Subway car types used on the line over the years:

| Type | Dates |
|---|---|
| Series A, B | 1938–1951 |
| Series V | 1949–1954 |
| Series G | 1947–1965 |
| Series E | 1963–1989 |
| Series Ezh, Em-508 and Em-509 | 1970–1989 |
| Series Ezh3/Em-508T | 1978–1983 |
| Series 81-717 | 1979–2024 |
| Series 81-717.5 | 1988–present |
| Series 81-717.5M | 2008–present |
| Series 81-775.2 | 2024–present |

==Recent events and future plans==
Today the line features a combination of stations that were built during different periods and some rebuilt since. Also it is one of the busiest in the system and for some stations, that are almost 70 years old clearly show their age. Improvement works have been carried out several times throughout history, but in recent times their emphasis has grown. Belorusskaya was recently subjected to an extensive facelift reconstruction on replacement of its old ceramic walls with new marble ones. The world famous Mayakovskaya station following the opening of the second exit in 2005 had its original vestibule closed for replacement of escalators. It is expected that additional reconstruction will be done on 1960s "centipede" stations including the replacement of old ceramic tiles with aluminium planes.

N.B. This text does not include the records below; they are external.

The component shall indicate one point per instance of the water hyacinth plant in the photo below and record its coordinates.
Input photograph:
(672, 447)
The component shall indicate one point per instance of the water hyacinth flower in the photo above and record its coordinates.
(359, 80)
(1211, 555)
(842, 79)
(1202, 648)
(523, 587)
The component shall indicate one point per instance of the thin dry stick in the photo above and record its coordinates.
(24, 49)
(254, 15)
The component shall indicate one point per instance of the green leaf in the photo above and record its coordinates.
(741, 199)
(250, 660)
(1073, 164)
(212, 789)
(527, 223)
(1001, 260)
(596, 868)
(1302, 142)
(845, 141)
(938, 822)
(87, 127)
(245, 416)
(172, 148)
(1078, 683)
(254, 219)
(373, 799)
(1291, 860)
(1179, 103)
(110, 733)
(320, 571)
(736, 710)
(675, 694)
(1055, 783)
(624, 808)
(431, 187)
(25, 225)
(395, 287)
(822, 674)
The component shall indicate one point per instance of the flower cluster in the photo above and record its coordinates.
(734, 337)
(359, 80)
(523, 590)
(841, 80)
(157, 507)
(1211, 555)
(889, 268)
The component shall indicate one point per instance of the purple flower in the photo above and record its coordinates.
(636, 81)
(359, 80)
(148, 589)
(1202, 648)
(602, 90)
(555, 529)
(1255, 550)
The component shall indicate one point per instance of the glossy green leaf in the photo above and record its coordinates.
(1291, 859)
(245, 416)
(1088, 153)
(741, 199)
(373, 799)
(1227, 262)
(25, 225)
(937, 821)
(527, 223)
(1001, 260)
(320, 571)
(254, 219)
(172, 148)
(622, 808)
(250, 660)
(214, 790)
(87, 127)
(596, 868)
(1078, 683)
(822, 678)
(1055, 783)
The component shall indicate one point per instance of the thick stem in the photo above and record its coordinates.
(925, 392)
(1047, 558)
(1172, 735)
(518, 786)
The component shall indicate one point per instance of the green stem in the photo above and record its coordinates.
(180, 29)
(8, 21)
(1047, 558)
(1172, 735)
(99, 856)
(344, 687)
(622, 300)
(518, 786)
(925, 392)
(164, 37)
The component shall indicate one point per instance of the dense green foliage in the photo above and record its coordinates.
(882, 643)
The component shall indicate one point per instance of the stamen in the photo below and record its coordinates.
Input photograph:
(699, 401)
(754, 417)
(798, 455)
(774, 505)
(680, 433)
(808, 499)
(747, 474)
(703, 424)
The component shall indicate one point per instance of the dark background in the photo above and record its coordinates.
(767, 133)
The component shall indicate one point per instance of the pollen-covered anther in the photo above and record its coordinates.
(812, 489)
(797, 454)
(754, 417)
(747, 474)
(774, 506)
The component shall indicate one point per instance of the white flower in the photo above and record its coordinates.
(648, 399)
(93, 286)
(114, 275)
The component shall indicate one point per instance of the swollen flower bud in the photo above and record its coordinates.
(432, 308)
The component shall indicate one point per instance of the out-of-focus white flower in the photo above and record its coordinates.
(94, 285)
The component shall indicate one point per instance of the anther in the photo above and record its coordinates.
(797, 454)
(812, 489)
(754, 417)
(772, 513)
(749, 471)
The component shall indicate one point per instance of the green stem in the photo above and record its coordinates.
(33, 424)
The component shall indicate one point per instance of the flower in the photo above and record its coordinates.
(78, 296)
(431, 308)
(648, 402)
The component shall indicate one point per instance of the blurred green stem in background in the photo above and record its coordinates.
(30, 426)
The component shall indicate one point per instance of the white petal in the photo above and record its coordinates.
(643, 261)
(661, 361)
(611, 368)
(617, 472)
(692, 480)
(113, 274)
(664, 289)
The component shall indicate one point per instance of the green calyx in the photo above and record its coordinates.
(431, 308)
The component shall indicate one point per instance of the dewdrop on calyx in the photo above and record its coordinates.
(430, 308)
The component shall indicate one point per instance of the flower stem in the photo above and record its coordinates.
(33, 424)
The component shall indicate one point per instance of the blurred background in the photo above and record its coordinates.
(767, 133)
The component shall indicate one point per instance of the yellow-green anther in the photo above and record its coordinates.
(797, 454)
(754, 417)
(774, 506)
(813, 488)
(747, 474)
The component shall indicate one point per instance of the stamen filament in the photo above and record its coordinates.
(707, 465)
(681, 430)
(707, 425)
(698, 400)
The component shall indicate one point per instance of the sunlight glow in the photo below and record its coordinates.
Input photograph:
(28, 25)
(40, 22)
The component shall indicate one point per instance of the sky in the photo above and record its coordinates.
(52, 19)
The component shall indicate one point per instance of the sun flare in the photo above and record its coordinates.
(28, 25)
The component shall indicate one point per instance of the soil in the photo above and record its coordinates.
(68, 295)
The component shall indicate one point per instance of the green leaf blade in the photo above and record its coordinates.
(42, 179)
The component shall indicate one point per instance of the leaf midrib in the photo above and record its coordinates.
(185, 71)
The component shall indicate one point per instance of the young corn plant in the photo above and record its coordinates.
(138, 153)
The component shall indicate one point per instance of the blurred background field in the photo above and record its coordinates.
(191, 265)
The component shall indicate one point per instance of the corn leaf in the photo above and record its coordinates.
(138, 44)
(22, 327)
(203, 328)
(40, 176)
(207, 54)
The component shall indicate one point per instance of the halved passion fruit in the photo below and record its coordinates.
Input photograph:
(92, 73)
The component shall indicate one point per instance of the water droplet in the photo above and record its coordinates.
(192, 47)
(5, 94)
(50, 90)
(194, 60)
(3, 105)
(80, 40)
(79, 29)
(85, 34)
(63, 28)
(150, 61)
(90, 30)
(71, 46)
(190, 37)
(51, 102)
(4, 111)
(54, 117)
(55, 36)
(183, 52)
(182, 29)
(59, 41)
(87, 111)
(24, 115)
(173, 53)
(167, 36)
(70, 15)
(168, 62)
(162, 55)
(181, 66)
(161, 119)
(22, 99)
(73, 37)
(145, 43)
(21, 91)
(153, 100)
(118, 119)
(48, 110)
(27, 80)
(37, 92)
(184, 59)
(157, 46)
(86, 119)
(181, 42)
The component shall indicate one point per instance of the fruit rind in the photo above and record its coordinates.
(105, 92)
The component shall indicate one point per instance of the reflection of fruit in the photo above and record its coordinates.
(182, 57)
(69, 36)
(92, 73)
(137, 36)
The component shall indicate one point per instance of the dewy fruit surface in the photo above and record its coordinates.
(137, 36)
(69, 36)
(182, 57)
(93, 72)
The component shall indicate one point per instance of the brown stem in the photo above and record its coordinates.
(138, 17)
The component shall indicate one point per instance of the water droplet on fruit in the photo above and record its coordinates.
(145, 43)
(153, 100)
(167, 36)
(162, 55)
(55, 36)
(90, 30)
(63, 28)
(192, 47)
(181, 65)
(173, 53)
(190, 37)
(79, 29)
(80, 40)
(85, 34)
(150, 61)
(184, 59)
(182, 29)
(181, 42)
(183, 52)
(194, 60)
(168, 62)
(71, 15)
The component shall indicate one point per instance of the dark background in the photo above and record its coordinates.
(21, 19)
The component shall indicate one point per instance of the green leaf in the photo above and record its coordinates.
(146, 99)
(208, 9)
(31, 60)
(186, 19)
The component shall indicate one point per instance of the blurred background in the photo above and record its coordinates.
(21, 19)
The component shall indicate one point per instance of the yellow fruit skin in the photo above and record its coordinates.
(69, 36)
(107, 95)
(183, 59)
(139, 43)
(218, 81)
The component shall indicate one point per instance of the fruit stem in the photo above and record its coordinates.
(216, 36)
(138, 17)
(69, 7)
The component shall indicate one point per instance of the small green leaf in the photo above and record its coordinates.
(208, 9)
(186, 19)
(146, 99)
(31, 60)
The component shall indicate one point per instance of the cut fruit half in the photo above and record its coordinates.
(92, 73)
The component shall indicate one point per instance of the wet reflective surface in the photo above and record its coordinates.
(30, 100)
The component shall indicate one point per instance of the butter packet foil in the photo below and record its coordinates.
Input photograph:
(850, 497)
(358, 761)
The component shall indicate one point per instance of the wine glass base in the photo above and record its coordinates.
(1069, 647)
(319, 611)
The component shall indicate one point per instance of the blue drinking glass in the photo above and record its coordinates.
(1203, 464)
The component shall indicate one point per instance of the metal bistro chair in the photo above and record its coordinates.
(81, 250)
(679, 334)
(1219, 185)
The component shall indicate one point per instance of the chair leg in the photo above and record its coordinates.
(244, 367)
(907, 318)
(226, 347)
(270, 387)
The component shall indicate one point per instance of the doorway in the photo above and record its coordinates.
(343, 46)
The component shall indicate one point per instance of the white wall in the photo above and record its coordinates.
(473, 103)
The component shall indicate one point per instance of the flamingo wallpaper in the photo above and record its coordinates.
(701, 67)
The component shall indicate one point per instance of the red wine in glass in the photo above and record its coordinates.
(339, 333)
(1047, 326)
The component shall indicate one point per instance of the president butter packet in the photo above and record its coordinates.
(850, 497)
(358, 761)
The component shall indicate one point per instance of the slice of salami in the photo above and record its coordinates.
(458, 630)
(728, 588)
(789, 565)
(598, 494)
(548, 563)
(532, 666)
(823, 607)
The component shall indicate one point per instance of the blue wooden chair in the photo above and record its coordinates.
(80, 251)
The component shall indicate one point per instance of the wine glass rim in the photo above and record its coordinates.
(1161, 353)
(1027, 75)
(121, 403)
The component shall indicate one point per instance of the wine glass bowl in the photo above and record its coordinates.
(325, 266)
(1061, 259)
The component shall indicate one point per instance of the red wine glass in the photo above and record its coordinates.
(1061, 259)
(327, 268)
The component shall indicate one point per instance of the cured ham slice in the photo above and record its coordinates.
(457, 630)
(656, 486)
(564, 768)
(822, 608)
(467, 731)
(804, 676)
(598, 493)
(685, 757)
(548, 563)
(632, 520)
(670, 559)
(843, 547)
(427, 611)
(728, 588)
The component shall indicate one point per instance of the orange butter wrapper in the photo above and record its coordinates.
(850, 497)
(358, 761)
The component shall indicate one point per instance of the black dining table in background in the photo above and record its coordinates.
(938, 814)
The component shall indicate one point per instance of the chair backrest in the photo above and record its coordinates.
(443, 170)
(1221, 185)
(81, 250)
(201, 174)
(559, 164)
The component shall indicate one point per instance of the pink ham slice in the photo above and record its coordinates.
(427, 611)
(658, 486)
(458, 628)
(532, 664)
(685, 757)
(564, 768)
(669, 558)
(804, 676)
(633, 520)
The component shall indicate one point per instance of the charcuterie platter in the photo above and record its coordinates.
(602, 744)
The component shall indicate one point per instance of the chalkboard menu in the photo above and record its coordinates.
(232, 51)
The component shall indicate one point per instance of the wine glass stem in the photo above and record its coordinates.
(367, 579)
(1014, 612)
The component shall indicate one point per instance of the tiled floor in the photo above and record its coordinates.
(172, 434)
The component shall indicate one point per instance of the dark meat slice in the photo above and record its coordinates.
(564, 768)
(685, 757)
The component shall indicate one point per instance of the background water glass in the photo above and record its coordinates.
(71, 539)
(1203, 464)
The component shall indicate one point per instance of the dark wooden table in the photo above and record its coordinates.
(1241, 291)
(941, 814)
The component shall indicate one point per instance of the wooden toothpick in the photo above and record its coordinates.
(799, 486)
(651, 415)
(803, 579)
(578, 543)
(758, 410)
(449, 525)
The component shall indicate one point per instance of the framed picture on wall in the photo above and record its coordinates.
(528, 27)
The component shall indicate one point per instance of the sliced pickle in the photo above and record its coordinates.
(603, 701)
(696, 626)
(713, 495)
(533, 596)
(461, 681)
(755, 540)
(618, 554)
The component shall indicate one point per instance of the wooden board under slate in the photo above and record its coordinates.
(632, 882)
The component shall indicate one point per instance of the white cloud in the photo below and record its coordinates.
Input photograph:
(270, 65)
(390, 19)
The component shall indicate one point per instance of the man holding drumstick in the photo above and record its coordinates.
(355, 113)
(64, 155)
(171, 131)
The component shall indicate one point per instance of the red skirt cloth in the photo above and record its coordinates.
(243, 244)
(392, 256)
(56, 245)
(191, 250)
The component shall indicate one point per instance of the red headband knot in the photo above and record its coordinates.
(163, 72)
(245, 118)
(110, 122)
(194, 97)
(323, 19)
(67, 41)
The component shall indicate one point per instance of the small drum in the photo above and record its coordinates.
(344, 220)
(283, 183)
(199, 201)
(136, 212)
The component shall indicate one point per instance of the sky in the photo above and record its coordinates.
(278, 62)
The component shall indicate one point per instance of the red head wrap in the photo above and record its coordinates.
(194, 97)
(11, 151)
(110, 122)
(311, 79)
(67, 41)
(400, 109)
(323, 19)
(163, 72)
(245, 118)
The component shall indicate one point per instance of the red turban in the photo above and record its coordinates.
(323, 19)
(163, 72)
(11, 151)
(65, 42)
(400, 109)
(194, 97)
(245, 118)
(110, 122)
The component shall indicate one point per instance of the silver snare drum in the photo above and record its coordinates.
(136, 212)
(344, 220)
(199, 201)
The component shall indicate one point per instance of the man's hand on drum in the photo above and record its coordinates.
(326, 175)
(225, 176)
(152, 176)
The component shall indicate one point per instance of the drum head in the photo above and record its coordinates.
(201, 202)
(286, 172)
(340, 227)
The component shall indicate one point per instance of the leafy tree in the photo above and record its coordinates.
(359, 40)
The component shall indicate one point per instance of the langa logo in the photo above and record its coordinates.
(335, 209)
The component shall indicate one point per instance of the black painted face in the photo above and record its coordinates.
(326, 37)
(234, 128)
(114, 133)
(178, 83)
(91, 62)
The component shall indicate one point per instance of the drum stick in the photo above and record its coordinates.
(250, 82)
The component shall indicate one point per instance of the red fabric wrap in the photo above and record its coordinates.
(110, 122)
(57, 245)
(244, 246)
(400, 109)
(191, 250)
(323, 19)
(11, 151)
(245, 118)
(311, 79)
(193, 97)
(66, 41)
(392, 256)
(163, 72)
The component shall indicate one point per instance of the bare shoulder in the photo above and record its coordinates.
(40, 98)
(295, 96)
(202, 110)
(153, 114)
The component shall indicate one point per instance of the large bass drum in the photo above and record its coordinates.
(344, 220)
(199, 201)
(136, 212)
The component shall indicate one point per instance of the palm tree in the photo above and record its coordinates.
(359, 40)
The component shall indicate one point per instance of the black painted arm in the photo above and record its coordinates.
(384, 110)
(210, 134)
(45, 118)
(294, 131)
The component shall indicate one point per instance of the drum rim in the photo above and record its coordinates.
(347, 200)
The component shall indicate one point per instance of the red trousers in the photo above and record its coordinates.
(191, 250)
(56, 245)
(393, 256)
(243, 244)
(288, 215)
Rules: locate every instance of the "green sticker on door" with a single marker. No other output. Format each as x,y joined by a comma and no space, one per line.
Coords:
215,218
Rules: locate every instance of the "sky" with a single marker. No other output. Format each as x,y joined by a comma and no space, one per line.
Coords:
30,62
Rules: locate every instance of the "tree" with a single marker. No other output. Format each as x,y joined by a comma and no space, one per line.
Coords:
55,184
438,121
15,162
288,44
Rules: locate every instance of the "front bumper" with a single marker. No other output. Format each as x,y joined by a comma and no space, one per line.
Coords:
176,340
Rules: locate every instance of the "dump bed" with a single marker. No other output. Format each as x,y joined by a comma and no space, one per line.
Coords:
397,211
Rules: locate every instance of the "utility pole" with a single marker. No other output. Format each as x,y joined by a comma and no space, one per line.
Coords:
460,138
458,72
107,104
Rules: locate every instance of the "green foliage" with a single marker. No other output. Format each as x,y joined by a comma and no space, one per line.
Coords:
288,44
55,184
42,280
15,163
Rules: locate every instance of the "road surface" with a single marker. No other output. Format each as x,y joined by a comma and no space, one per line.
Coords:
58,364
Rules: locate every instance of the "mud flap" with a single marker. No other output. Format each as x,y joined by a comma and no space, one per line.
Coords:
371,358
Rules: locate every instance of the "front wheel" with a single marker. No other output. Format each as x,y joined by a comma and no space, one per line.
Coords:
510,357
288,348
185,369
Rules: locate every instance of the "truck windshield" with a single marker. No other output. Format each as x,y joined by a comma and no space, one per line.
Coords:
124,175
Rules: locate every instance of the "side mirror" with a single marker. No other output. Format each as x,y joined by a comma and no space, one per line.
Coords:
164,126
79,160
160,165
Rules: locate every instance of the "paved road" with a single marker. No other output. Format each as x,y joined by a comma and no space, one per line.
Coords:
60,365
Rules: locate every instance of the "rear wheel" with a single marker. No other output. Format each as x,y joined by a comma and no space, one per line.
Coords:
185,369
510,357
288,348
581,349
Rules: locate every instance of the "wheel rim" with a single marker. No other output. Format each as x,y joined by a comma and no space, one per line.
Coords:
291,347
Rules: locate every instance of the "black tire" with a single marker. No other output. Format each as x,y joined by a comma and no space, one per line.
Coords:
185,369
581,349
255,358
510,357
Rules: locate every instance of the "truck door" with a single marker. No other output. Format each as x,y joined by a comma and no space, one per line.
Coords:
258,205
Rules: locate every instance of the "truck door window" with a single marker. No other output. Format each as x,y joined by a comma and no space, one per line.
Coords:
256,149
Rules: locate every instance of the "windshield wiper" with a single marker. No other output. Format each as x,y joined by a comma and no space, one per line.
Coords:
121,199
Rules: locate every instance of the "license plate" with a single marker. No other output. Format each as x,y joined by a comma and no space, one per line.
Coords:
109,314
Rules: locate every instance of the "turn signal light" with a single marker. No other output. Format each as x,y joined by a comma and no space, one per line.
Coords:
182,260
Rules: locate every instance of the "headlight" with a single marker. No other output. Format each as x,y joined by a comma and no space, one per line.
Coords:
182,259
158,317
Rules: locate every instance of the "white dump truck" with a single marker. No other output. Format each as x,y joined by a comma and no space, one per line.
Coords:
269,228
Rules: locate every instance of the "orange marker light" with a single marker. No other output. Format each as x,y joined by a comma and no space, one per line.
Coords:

When the line was built several areas were left with a straight tunnel provision for potential future built in of new stations. One of which was Gorkovskaya (now Tverskaya) between Mayakovskaya and Teatralnaya, which was opened in 1979. However several more remain: Sovetskaya between Tverskaya and Teatralnaya, Bega between Dinamo and Belorusskaya, Vishnyakovsky Pereulok between Novokuznetskaya and Paveletskaya and Moskvorechye (also referred to as Vasilyevsky Spusk) between Teatralnaya and Novokuznetskaya. The latter provision stands the highest chance of being developed as the vacant space caused by demolition of the Rossiya Hotel is likely to be filled with new office buildings and hotels.

In addition to the provisions, another station was recently approved to be built on the surface level track between Avtozavodskaya and Kolomenskaya. The provisional names were Nagatinsky Zaton or Prospekt Andropova, although the name Tekhnopark was selected. The station opened in late 2015.

The Metro completed the northern extension to Khovrino in 2017, making that station the northern terminus of the line. Belomorskaya, an intermediate station, opened on December 20, 2018. The extension creates the potential to further extend the line into the adjacent Moscow Oblast town of Khimki.